Vaccaro たちは、RFAによりBarrett食道が完全に消失したように見えた患者のGEJで意外に頻繁に腸形質が見つかることを示した。 この腸上皮化生が胃性か食道性か、新生か遺残か、悪性化しやすいかどうかは不明である。 この研究では15人中4人の患者さんに新生腸管上皮の異形成変化が見られたことから、発がんリスクは相当なものである可能性が示唆されました。 著者らは、RFAをGEJから1~2cm遠位の胃まで延長することで、この再発性形質転換の問題を防ぐことができるかもしれないことを提案している。 しかしながら、もし形質転換が残存ではなく新しいものであれば、RFAをGEJより下まで延長すると、新四柱推命が胃内に移動し、酸への曝露がさらに大きくなるため、問題が悪化する可能性がある。

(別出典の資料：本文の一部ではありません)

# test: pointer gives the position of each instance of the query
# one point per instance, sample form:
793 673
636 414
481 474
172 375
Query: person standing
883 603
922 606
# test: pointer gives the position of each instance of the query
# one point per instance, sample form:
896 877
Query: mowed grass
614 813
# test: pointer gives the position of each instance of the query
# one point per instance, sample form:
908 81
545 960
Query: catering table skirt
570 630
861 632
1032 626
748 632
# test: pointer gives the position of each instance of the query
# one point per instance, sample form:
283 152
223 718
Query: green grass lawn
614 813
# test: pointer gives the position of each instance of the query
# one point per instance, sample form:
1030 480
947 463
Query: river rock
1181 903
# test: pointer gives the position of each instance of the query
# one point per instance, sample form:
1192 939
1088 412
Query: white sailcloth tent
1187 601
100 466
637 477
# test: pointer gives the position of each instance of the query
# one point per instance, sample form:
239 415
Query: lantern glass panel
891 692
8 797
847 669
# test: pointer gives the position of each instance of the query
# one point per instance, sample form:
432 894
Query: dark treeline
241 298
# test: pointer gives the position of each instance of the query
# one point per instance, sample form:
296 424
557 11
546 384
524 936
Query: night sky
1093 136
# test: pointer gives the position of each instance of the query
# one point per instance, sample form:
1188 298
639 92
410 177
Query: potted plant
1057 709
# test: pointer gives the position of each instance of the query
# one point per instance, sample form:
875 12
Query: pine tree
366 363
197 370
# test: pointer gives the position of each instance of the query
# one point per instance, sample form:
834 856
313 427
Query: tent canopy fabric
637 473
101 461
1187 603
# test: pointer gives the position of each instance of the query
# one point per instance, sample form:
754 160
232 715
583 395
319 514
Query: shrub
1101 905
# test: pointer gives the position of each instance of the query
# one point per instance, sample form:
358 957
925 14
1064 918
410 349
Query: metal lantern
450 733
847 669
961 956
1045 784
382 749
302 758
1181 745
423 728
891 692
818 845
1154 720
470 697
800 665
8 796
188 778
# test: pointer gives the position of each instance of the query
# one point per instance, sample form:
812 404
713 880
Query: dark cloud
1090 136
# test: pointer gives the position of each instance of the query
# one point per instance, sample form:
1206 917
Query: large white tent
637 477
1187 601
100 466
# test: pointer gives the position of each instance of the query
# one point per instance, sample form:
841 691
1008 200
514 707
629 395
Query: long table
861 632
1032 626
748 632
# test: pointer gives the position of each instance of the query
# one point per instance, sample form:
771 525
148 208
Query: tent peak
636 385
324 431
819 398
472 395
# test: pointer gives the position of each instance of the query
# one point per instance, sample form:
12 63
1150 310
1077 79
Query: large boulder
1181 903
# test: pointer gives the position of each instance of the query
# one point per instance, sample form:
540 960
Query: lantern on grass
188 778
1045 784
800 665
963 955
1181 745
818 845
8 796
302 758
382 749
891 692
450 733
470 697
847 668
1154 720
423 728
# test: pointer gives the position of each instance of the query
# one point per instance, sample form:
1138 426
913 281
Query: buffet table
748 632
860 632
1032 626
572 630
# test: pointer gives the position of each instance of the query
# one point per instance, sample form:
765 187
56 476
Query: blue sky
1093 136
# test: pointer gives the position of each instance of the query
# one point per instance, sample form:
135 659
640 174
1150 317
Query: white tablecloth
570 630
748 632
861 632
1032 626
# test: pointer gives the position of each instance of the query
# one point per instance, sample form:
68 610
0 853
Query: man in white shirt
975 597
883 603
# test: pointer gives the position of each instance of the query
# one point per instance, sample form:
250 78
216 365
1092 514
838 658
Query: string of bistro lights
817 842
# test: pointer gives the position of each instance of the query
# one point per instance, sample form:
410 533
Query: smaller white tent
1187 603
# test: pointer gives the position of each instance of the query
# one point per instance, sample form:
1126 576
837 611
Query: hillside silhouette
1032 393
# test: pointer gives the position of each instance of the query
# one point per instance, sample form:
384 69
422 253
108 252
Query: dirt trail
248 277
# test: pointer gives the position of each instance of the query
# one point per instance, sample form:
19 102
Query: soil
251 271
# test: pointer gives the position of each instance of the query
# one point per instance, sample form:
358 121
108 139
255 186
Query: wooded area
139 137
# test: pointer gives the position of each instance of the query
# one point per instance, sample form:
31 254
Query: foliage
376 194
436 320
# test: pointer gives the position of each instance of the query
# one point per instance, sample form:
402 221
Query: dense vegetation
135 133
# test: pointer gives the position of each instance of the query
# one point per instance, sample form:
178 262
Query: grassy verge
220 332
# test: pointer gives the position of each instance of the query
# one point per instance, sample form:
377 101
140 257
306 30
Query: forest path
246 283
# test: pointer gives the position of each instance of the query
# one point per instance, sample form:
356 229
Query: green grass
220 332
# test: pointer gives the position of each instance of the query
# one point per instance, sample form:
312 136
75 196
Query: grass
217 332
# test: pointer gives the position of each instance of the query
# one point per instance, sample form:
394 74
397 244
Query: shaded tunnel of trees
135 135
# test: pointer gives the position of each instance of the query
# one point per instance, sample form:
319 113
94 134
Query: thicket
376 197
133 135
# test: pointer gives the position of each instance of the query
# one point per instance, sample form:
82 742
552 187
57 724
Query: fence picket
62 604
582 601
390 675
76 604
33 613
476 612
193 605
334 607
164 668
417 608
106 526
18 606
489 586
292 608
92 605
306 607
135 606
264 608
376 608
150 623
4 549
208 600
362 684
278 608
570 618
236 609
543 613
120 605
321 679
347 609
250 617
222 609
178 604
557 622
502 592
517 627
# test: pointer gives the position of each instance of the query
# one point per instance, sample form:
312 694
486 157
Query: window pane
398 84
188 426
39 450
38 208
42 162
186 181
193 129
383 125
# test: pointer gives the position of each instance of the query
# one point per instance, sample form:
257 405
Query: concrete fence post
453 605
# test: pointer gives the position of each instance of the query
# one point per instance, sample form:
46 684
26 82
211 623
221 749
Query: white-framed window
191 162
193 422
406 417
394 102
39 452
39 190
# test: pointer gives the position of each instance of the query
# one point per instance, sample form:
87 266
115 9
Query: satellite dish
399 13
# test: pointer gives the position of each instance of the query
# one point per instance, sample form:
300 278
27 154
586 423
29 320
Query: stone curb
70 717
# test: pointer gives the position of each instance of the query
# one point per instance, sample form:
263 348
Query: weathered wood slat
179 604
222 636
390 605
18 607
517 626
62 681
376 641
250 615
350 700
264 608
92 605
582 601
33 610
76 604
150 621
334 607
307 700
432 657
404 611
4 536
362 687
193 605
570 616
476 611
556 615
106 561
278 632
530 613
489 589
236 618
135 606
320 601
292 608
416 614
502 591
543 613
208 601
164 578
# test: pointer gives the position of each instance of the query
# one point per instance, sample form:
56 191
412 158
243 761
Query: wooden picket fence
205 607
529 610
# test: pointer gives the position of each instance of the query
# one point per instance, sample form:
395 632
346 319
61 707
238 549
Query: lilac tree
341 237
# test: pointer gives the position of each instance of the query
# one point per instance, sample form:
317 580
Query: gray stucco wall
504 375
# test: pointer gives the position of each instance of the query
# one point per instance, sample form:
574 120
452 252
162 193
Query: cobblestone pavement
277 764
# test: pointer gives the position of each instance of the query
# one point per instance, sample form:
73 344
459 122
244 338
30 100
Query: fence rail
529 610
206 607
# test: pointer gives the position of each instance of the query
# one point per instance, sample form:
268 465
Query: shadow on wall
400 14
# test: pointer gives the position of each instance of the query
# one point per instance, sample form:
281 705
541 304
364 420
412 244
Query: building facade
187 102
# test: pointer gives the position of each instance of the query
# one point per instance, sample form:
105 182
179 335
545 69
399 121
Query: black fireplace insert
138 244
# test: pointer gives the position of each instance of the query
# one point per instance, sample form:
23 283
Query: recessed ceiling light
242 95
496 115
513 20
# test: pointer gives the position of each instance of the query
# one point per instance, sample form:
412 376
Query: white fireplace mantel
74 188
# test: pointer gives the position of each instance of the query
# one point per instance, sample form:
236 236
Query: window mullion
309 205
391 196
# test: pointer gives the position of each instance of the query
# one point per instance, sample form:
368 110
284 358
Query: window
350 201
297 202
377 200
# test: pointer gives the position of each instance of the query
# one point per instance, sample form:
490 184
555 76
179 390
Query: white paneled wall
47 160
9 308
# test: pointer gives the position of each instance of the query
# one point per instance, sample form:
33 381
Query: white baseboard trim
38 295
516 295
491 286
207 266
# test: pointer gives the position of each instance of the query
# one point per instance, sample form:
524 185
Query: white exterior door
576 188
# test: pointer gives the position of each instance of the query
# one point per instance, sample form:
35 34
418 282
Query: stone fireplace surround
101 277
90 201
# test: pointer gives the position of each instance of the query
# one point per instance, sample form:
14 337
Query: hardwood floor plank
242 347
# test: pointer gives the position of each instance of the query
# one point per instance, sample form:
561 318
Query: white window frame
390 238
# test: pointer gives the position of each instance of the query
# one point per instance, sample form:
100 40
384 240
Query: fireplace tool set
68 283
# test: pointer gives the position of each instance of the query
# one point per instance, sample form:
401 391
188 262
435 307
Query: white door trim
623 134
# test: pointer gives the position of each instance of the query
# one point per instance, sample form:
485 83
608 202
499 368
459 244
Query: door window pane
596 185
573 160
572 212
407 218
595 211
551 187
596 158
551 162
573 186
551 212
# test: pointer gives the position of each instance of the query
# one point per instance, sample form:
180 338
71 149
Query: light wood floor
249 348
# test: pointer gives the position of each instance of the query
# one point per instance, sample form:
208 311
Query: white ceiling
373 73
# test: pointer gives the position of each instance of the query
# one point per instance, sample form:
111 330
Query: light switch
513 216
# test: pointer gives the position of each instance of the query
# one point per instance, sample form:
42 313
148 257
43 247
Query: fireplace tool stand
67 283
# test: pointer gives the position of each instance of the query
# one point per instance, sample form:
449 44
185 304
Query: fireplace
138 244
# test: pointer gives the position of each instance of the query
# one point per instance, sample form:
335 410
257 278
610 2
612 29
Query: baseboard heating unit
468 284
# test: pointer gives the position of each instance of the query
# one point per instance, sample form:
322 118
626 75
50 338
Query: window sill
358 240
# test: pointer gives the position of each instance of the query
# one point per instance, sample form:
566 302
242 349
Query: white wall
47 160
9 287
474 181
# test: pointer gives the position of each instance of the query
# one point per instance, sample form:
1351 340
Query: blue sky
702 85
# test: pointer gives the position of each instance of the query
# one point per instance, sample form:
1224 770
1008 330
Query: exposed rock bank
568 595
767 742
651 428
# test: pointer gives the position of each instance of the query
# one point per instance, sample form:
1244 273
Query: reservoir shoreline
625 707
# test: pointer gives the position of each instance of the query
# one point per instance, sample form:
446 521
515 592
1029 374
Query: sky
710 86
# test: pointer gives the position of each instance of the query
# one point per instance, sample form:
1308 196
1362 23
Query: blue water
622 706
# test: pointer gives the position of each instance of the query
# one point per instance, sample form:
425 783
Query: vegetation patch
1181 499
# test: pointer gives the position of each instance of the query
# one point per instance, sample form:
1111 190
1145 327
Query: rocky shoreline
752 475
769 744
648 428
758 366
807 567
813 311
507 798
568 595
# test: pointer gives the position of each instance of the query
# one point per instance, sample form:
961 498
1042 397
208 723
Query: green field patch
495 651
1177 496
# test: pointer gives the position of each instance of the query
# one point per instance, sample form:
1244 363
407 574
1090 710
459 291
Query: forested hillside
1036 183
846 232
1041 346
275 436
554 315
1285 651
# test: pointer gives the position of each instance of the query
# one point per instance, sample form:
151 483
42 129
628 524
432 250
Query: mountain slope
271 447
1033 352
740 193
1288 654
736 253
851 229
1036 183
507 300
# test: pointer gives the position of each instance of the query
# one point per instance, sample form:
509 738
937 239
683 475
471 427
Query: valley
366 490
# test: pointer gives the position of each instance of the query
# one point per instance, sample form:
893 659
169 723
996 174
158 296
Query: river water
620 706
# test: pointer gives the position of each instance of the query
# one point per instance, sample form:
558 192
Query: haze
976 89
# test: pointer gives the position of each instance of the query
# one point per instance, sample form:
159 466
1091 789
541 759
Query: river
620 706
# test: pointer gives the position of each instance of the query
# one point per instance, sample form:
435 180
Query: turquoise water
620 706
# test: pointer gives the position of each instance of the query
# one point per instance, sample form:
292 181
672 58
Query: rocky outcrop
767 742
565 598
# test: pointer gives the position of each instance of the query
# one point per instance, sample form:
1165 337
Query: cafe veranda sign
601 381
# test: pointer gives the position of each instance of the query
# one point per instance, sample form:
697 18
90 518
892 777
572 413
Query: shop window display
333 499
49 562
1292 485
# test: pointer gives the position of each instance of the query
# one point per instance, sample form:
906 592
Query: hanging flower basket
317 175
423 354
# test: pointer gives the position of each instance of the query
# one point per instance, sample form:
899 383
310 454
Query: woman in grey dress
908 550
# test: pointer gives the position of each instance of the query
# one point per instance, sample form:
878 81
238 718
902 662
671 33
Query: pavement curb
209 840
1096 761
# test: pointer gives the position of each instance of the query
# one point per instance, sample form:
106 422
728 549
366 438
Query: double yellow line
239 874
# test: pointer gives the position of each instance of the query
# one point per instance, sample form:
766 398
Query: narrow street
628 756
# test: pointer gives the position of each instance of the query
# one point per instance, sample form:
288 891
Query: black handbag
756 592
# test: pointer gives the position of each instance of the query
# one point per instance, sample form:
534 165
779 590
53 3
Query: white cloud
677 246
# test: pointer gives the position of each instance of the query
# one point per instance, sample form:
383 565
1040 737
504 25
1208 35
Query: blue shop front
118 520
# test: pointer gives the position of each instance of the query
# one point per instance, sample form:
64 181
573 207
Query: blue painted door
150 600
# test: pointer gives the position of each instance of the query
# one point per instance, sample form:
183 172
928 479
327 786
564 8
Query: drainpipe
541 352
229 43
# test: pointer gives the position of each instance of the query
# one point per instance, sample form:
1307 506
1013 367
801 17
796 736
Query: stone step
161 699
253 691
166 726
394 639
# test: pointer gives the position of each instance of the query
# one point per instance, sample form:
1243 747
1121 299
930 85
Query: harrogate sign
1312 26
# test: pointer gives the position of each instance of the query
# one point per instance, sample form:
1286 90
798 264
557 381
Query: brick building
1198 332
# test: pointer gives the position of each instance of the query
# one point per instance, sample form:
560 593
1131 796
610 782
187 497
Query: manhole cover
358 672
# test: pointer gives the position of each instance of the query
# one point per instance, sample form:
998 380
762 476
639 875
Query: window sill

バレット食道に対する切除術は大腸ポリープに対する大腸内視鏡検査と同じであるという主張を受け入れるならば、RFA後の腸管形質転換の再発は大腸ポリープ切除後の再発と変わらないと主張できるかもしれない。 大腸ポリープは頻繁に再発することが予想されるため、監視下大腸内視鏡検査が勧められている。 しかし、監視大腸内視鏡検査では、再発したポリープは目に見える病変であり、すぐに切除される。 Barrett食道に対するRFA後、Vaccaroは腸上皮化生が3年以内にほぼ1/3の患者に再発し、ほとんどの場合、この再発は目に見えず、GEJでの生検サンプリングの結果としてのみ発見されることを示しています。 Vaccaro氏の研究によって提起されたすべての未解決の疑問は、少なくとも、欧米諸国の数百万人の非異形成性バレット食道患者の治療にRFAを全面的に適用する熱意を和らげる必要がある。 このような患者は、RFAによって長期的な癌のリスクが大幅に減少することをまだ確信できないし、この治療法によって監視内視鏡検査の必要性がなくなるわけでもない。 Barrett食道のルーチンアブレーションが経済的にどのような意味を持つかについては、この論説の範囲外であるが、有益性を示すより多くの証拠がない限り、現時点ではこの費用のかかる方法を採用するのは賢明ではないように思われる。 我々は、非異形成性Barrett食道患者に対するRFAのリスクとベネフィットを確立するために、無作為比較試験を始める必要があり、早ければ早いほどよい。